PENDIDIKAN SEBAGAI
PEMBENTUK
KARAKTER BANGSA(*)
Oleh : Puruhito (**)
ABSTRAK
Sehari hari kita masih dipenuhi dengan
berita tentang makin merambaknya berbagai gejala sosial yang salah : Kolusi,
Korupsi, yang menjadi “budaya se hari-hari” , tatakrama dan perilaku yang tidak
sesuai budaya yang kita yakini, maupun perilaku para pemimpin atau orang yang
kita anggap dapat memimpin kita yang menjadi panutan kita. Penyalahgunaan
wewenang dan kekuasaan yang berakibat panutan yang salah dan diteruskan sebagai
budaya untuk generasi penerus. Budaya yang disebutkan ini kemudian menjadi
semacam “icon” dari bangsa ini, dan tercermin sebagai “karakter bangsa”.
Tatanilai
manusia ( baca : karakter ! ) bangsa Indonesia dikatakan makin berubah kearah yang tidak
menentu : tidak mempunyai nilai-budaya lagi karena kurangnya pendidikan
“budi-pekerti” sejak awal pendidikan dasar. Evaluasi terhadap “pendidikan di Indonesia ” dikatakan oleh banyak pendapat, masih
tertinggal dibandingkan negara negara tetangga kita sesama Asia .
Ada rencana untuk maju, menambah dana untuk pendidikan dari alokasi Produk
Domestik Bruto melalui APBN (sampai sejumlah 20%), termasuk bagaimana mendidik
generasi yang akan datang. Mendidik dan memberi bantuan pendidikan, agar
generasi penerus bangsa ini lebih terdidik, lebih pandai, lebih intelek, lebih
tahu tatakrama dan bagaimana melaksanakan kewajiban bernegara dan berbangsa
tersebut. Lebih tanggap dan mantap akan arti bangsa Indonesia yang merdeka dan
berdaulat. Tidak lagi dijajah orang lain, dari segi dan bentuk apapun juga.
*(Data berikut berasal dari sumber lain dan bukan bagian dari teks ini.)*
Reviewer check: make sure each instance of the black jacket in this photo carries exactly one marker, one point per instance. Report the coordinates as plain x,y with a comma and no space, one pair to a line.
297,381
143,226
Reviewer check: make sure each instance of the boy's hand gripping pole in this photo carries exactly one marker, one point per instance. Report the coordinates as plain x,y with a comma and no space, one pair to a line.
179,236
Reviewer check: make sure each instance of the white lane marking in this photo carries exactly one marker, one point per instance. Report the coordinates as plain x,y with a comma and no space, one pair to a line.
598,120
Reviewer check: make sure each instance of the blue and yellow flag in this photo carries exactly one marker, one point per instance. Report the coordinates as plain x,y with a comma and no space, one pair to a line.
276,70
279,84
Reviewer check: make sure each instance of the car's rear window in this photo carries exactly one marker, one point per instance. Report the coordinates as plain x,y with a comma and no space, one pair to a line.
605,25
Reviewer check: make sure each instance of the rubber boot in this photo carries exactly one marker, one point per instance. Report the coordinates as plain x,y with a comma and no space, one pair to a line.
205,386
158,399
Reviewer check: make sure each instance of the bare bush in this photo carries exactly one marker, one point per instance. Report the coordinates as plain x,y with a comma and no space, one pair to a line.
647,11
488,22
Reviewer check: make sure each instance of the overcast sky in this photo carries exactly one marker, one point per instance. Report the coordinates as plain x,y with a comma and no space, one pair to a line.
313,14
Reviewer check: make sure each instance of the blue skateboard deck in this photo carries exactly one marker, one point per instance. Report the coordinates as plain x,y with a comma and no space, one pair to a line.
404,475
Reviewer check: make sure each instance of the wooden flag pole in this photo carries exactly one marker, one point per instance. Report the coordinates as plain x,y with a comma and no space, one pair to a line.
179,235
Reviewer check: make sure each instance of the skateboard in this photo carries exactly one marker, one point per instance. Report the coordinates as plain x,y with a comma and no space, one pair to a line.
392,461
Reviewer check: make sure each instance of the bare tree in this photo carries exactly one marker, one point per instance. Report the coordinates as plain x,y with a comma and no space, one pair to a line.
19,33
Juga termasuk tidak mau lagi diatur oleh orang lain, sesuai dengan kalimat pada
Mukkadimah UUD-45 lagi : “bahwa kemerdekaan adalah hak segala bangsa......”
Kesemuanya,
sebagai pembentuk karakter bangsa ada ditangan dunia pendidikan, dimana para
guru mendidik anak anak bangsa ini.
____________________________________________________________________________________
(*) Disampaikan
pada Rapat Kerja Pimpinan Perguruan Tinggi Swasta (RAKERPIMKOP7) KOPERTIS-VII tanggal 9-10 Maret 2011, Batu-Malang, sebagai bahan
pembekalan
(**) Gurubesar Fakultas Kedokteran Universitas
Airlangga, Anggota Majelis Pendidikan Tinggi, Direktorat Jendral Pendidikan
Tinggi Kementerian Pendidikan Nasional Rep.Indonesia
PENDAHULUAN
Karakter bangsa adalah kualitas jati diri bangsa yang
membedakannya dengan bangsa lain.
Bangsa Indonesia adalah bangsa yang sangat heterogen, yang masih dalam
tahap belajar untuk berdemokrasi. Karakter bangsa selayaknya bersumber pada
nilai-nilai dan simbol kebangsaan yang kita miliki (1) . Hal
ini didasarkan pada fakta bahwa bangsa Indonesia adalah “bangsa yang besar”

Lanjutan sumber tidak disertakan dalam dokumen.